Full disclosure: this book was originally designed as a companion to Steve’s class at UC Berkeley’s Haas School of Business. And he would be the first to suggest that it’s “a work in progress.” This book can be a challenging read, but the central concept will give you a step-by-step process to discover and cultivate your core users.
The Design of Everyday Things is a must-read for PMs (and just about everyone else) looking for a deeper understanding of human-computer interaction. Don Norman, cognitive scientist and co-founder of Nielsen Norman Group, argues that design is about more than just making things that look pretty.
He illustrates why good design matters and provides a broad range of mental models for understanding how a user might think. It makes you consider the challenges of design and serves as a comprehensive look into the level of intention that goes into well-designed products.
Today’s top tech startups build marketing and growth into the core product itself, rather than trying to bolt it on as an afterthought.
In Startup Growth Engines, Sean Ellis and Morgan Brown present case studies that look at how companies like Uber, Square, Snapchat, Evernote, Hubspot, GitHub, and LinkedIn have grown to millions of users and billions of dollars in value—all without using the traditional marketing playbook.
It's written by Sean Ellis (founder and CEO of Qualaroo and GrowthHackers.com) and Morgan Brown (COO of Inman News and ex-Head of Growth at Qualaroo).
This classic book on software development by Frederick Brooks is as valuable today as it was when it was written in 1975. If you want to be able to manage products on large teams, this books is mandatory.

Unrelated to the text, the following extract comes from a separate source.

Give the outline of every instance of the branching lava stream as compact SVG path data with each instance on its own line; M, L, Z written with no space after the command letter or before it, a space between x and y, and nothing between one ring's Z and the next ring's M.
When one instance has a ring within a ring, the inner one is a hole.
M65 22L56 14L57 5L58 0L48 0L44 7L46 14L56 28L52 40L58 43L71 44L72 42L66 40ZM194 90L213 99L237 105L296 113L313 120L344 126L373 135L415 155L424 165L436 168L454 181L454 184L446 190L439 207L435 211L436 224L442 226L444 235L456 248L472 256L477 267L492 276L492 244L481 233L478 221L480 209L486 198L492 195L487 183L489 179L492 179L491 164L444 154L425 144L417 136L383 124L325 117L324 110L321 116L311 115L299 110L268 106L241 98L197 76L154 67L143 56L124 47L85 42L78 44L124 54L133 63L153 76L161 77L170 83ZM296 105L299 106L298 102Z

Some of the technical issues the books presents are a bit dated, but an Amazon reviewer put it well: “You will certainly have to abstract the methodology to the current technology we have today, but managerial lessons are still relevant, mostly because people haven't changed that much.”
High Management Output chronicles the methods and tactics Intel’s CEO, Andrew Grove, used to take a small memory chip manufacturer and turn it into one of the largest producers of computer chips of our time.
The central thesis of the book is that managers are responsible for increasing the output of the work of their teams. And therefore, they should focus on accomplishments and outputs, not activities.
While the previous books on this list have been about managing products, this book is about managing people.
Crucial Conversations is about how to effectively communicate in situations when the stakes are high and saying the right thing is important.
(For example, when you’re critiquing a colleague’s work, talking to a team member who isn’t keeping commitments, or approaching a boss who’s breaking his own policies.)
This book will help you understand the interpersonal dynamics involved in these types of conversations, and also helps you develop the skills and abilities you need to handle these situations effectively.